The pomegranate was on a table close to the fireplace.
She slit it open now. The outer layer of scarlet seeds had been warmed by the flames. The temperature of menstrual blood, of semen just emerged from a man’s body.
‘Afghan fruit vendors would sometimes inject poison into the oranges, melons and pomegranates they sold us Soviet soldiers.’
*
The orchard is a lace of linked greenery around them as Marcus and Lara walk between the trees in the morning. A paw of mist comes down from the mountains above the house.
Marcus inhales the green scents of the spring morning. ‘One year when we visited England there was pollen everywhere, everything coated yellow. A wet April followed by a dry May had caused the pollen cloud to float over to eastern England from Scandinavia. It was thirty years ago but I remember it suddenly now.’
‘Stravinsky in his seventies remembered for the first time the smell of the St Petersburg snow of his childhood.’
‘Is it something distinctive?’
‘Unforgettable.
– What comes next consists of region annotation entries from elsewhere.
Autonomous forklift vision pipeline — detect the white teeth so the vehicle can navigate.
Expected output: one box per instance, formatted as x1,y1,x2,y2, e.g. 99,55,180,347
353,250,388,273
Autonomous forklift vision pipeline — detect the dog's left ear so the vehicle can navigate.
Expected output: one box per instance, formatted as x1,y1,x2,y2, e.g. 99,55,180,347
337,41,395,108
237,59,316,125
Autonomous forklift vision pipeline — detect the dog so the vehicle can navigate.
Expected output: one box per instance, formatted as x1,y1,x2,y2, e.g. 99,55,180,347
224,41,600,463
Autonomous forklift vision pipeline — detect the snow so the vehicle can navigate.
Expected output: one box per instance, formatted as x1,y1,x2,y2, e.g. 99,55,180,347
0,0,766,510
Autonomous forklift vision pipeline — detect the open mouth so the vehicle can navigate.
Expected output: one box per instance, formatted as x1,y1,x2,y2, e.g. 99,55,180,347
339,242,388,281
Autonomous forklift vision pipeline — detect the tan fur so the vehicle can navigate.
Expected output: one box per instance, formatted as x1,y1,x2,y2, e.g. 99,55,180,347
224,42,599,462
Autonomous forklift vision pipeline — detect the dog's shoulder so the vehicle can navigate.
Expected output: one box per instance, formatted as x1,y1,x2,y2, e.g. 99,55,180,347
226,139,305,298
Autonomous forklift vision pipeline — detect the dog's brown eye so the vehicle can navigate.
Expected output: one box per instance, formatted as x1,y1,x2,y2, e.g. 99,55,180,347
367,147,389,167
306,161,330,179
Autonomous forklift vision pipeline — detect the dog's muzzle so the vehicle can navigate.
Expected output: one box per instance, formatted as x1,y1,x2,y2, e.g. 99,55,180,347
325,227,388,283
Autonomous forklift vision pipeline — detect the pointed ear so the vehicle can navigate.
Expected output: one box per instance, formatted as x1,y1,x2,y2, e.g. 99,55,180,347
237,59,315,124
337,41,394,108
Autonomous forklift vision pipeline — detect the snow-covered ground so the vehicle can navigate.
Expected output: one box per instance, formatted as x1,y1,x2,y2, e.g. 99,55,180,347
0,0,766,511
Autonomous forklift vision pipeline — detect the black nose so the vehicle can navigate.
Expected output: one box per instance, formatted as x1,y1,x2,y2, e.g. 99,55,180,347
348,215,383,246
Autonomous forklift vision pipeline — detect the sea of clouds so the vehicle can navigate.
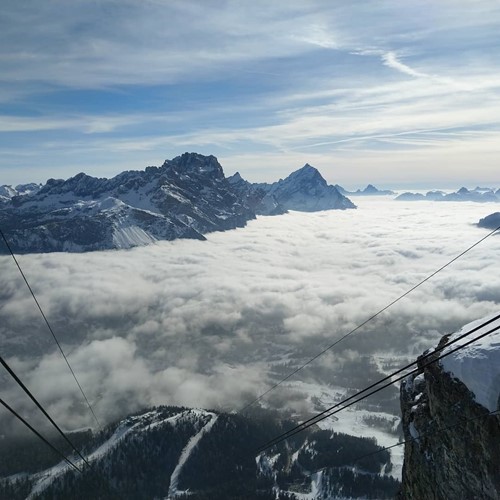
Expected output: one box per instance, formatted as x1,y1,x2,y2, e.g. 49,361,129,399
0,197,500,428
Benedikt mentioned it in one of his letters home.’
There are butterflies in the trees around them. Some have green underwings so that — visible invisible visible invisible — they seem to blink in and out of existence as they fly amid the leaves.
‘Look there, Lara. That tree with pink blossoms.’
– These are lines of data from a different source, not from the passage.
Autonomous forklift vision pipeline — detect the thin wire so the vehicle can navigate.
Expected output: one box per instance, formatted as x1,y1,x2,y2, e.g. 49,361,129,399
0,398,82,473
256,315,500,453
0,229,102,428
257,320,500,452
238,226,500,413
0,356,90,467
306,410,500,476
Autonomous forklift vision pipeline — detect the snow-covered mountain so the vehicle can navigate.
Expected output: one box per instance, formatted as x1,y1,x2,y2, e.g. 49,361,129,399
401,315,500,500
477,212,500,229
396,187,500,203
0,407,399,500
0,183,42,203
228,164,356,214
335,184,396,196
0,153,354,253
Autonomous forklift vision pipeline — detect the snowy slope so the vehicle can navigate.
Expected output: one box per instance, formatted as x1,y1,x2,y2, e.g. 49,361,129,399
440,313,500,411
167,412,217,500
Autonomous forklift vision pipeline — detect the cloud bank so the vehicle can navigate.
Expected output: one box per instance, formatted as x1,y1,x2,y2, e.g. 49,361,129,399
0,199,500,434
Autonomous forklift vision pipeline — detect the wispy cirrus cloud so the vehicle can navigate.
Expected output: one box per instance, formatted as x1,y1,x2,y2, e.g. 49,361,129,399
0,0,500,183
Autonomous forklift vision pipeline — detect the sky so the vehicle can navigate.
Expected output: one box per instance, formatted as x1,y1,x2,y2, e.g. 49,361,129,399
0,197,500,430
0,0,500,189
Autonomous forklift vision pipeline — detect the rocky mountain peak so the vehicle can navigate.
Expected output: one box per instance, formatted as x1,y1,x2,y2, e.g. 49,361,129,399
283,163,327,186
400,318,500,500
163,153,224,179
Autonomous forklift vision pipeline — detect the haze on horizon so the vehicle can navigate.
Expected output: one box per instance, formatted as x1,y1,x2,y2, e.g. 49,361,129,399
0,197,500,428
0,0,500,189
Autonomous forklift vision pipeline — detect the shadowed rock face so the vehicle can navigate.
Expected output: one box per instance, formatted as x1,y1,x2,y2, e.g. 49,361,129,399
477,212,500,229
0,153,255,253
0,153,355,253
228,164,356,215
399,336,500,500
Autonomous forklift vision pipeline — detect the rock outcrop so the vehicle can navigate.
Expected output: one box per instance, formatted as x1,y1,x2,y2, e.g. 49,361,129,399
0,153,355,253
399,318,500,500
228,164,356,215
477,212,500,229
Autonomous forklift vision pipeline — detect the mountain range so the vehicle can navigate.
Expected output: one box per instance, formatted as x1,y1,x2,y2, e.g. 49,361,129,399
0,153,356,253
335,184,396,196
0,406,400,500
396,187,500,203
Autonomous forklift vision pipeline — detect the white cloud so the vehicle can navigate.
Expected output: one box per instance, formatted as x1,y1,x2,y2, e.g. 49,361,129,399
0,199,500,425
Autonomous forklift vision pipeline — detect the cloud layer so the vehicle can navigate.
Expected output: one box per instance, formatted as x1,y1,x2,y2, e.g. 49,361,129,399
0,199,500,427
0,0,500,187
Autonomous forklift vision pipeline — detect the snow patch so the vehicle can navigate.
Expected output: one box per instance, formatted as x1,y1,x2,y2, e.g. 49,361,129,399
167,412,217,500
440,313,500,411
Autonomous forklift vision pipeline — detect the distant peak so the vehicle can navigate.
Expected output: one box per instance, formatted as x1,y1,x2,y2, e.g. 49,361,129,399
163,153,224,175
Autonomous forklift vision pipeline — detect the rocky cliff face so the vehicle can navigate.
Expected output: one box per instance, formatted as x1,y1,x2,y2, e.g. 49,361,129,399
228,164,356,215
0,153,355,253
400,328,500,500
She comes and stands beside him. ‘It’s as though lightning struck it.’
‘Qatrina did that. A man from Usha kept making his wife pregnant year after year. The young woman was twenty-two and had had seven children in six years. He never allowed her body to recover, despite warnings and pleadings from Qatrina. When he brought his wife to us for an eighth time, she was almost dead. The tree was small then, a sapling, but still rather robust, and while I was trying to stabilise the woman, Qatrina came out here. In giving vent to her rage she tore the young apricot plant in two. It’s possible she wanted to break off a branch to thrash him.’
They look at it where it is split down the middle. The pink splash-pattern of its flowers.
About five years ago Lara herself had failed yet again to carry a pregnancy to full term. For a Russian woman an abortion was one of the more obvious options when it came to birth control, the men not agreeing to consider any preventative methods themselves, and the ones Lara had had in her youth had damaged her.
‘You mustn’t think badly of Qatrina from what I have just told you.’
‘Of course not.’
‘Women were always dying in repeated childbirth because the husbands didn’t listen — Qatrina had to struggle with the mosques because they said birth control was the West’s attempt at reducing the number of Muslims in the world. And then the Communist regime came and closed down the family planning centres, saying they were an Imperialist conspiracy to detract attention from the real causes of poverty.’
Last month in Usha he overheard a child of about seven say to another, the pair obviously at a loss for something to do, ‘Or shall we go and throw stones at the grave of Qatrina?’ Marcus wishes he hadn’t heard it, had heard it inaccurately.